Institute of Biomedical Chemistry, Moscow, Russia.
Biomed Khim. 2024 Sep;70(5):364-373. doi: 10.18097/PBMC20247005364.
Changes in information on the number of human proteoforms, post-translational modification (PTM) events, alternative splicing (AS), single-amino acid polymorphisms (SAP) associated with protein-coding genes in the neXtProt database have been retrospectively analyzed. In 2016, our group proposed three mathematical models for predicting the number of different proteins (proteoforms) in the human proteome. Eight years later, we compared the original data of the information resources and their contribution to the prediction results, correlating the differences with new approaches to experimental and bioinformatic analysis of protein modifications. The aim of this work is to update information on the status of records in the databases of identified proteoforms since 2016, as well as to identify trends in changes in the quantities of these records. According to various information models, modern experimental methods may identify from 5 to 125 million different proteoforms: the proteins formed due to alternative splicing, the implementation of single nucleotide polymorphisms at the proteomic level, and post-translational modifications in various combinations. This result reflects an increase in the size of the human proteome by 20 or more times over the past 8 years.

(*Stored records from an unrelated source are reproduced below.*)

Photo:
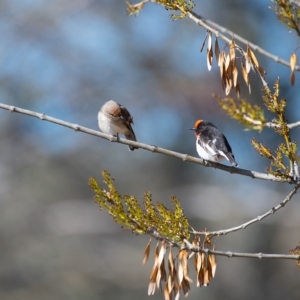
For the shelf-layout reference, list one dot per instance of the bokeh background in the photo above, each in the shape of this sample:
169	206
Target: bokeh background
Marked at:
65	58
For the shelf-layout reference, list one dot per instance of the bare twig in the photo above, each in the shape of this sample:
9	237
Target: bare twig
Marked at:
216	29
259	218
238	254
184	157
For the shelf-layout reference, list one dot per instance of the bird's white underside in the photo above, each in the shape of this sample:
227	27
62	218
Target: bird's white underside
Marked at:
209	153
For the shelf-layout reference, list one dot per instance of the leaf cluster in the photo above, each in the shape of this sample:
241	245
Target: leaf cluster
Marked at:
157	219
181	6
252	117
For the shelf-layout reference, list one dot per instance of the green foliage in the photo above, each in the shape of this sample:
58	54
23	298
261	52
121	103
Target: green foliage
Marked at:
288	14
181	6
251	116
153	219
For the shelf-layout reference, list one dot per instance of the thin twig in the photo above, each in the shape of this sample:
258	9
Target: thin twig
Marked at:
184	157
238	254
259	218
270	124
216	29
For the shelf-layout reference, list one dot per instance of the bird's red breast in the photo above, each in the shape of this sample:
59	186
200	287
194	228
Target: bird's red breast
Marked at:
197	123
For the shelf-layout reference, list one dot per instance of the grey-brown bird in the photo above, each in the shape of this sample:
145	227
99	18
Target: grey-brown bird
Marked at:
115	119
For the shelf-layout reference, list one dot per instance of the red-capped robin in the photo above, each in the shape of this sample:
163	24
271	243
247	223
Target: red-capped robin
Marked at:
115	119
211	144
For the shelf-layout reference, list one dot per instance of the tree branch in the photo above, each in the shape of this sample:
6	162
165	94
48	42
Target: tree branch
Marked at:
215	28
218	30
184	157
238	254
259	218
270	124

对 neXtProt 数据库中与蛋白质编码基因相关的人类蛋白形式、翻译后修饰 (PTM) 事件、可变剪接 (AS) 和单氨基酸多态性 (SAP) 的数量信息的变化进行了回顾性分析。2016 年,我们小组提出了三种预测人类蛋白质组中不同蛋白质 (蛋白形式) 数量的数学模型。八年后,我们比较了信息资源的原始数据及其对预测结果的贡献,将差异与蛋白质修饰的新的实验和生物信息分析方法相关联。这项工作的目的是更新自 2016 年以来数据库中已鉴定蛋白形式记录的状态信息,并确定这些记录数量的变化趋势。根据各种信息模型,现代实验方法可能会识别出 500 万到 1.25 亿种不同的蛋白形式:由于可变剪接形成的蛋白质、在蛋白质组水平上实施的单核苷酸多态性以及各种组合的翻译后修饰。这一结果反映了过去 8 年来人类蛋白质组的大小增加了 20 倍以上。